Distributed autonomous control of multiple spacecraft during close proximity operations

Abstract

This research contributes to multiple spacecraft control by developing an autonomous distributed control algorithm for close proximity operations of multiple spacecraft systems, including rendezvous and docking scenarios. The proposed control algorithm combines the efficiency of the Linear Quadratic Regulator (LQR) and the robust collision avoidance capability of the Artificial Potential Function (APF) method. The LQR control effort serves as the attractive force toward goal positions, while the APF-based repulsive functions provide collision avoidance for both fixed and moving obstacles. The combination of the LQR and APF control logics, referred to as the LQR/APF control algorithm, yielded promising results as demonstrated by the numerous multiple spacecraft maneuver simulations reported in this dissertation.

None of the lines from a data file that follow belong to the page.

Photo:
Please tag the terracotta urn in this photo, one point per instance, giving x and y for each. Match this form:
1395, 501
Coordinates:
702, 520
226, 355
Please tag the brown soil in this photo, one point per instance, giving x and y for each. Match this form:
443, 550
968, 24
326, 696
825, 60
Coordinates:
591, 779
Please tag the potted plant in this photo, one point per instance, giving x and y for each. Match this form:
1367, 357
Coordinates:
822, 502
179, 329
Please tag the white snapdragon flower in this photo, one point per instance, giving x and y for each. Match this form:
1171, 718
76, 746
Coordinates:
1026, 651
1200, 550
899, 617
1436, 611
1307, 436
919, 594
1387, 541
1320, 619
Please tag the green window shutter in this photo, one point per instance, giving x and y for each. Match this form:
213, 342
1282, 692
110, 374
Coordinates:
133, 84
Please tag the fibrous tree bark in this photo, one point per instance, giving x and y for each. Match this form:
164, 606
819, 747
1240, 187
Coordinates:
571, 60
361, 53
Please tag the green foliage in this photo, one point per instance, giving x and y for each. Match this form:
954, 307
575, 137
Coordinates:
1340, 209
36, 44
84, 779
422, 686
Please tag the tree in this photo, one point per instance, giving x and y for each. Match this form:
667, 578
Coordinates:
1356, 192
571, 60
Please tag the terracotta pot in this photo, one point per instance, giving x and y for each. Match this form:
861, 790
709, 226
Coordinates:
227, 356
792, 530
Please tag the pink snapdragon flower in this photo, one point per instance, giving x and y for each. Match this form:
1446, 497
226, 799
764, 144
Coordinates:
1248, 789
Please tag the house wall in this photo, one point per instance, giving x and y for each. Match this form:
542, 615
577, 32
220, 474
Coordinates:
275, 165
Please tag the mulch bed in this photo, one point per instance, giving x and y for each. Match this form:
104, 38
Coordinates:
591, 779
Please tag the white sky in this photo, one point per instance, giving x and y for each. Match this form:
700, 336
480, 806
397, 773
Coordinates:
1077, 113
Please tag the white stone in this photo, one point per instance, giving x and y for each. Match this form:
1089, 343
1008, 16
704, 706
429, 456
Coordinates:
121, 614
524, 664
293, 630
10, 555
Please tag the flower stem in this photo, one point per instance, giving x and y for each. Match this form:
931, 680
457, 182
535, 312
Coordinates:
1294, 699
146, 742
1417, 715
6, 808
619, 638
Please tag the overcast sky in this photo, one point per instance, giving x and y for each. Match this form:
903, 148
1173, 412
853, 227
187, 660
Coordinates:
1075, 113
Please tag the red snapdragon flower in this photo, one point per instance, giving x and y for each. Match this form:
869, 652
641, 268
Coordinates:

In order to validate the proposed control approach, a multiple spacecraft model validation and visualization technique was developed using a versatile MATLABSatellite Toll Kit (STK) interface to propagate the spacecraft models, compare against STK generated ephemeris, and animate for analysis. The MATLAB-STK interface efficacy was demonstrated during the evaluation and analysis of the innovative LQR/APF multiple spacecraft control algorithm. The LQR/APF multiple spacecraft close proximity control algorithm was developed, refined, and thoroughly simulated using high fidelity six Degree of Freedom (DOF) spacecraft models. In order to evaluate the stability and robustness of the control approach a Monte-Carlo simulations set was run. The LQR/APF control algorithm was further evaluated by virtual hardware-in-the-loop implementation at the NPS Spacecraft Robotics Laboratory. The laboratory hosts the Autonomous Docking and Spacecraft Servicing testbed which allows for on-the-ground testing of close proximity multiple spacecraft control concepts.